Live IoT Sensor Dashboard — DataFlow Demo
A real-time IoT monitoring dashboard streaming temperature, humidity, CO2, and pressure across 25 sensors, with multi-column anomaly detection, status thresholds (OK / WARN / ALERT), and sustained-anomaly run detection. DataFlow is a zero-dependency, MIT-licensed real-time streaming engine by Tekivex.
Install
npm install @gridstorm/dataflow-core @gridstorm/dataflow-react
The headless core has zero runtime dependencies and is about 79 KB gzipped. Framework adapters are thin: React ~12 KB, Vue ~5 KB, Svelte ~4 KB gzipped.
Features
- Five adapters — WebSocket (reconnect + heartbeat + auth), SSE, HTTP polling (fixed / adaptive / long-poll), WebTransport (HTTP/3), and a seeded simulator.
- Backpressure — bounded ring buffer drained by a requestAnimationFrame scheduler, with oldest / newest / sample drop strategies.

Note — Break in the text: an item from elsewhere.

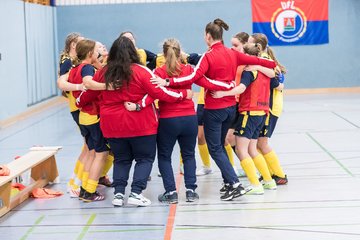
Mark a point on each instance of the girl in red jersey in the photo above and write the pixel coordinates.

- Anomaly detection — Z-score, IQR (Tukey fences), MAD, and static threshold methods, per column, over a rolling window. Plus run-length and burst (sustained) detection.
- Time-travel replay — record every frame, then scrub, seek, and play back at 0.1x to 16x speed.
- Multi-stream join — SQL-style inner / left / outer joins and N-way merge across streams.
- Schema auto-inference — detects number, boolean, timestamp, currency, and percentage column types from live samples.
- Framework adapters — React hooks (
useStream), Vue composables, and Svelte stores on one shared core. - No-code Analyst app — upload Excel / CSV / PDF, connect a live API with a form, and ask a bring-your-own LLM (OpenAI, Anthropic, Gemini, Ollama) to analyze the data. Everything stays in your browser.
Performance
Measured with the reproducible bench/ package on a
13th-gen Intel i3 laptop: without anomaly detection the engine
processes about 24,000–26,000 rows per second, and
2–3× that on Apple M-series hardware. With Z-score and IQR
anomaly detection enabled, throughput is about
1,500 rows per second — the bottleneck is per-row
quantile computation, not the engine itself.
Frequently asked questions
- Is DataFlow free?
- Yes. It is MIT-licensed and free forever. All npm packages are public.
- Does DataFlow need a backend?
- No. The simulated adapter generates realistic data in the browser; for real data, point any adapter at your existing endpoint. A ~250-line Node WebSocket reference server is included for testing.
- Which frameworks are supported?
- React 18/19, Vue 3.3+, and Svelte 5, all on one zero-dependency core.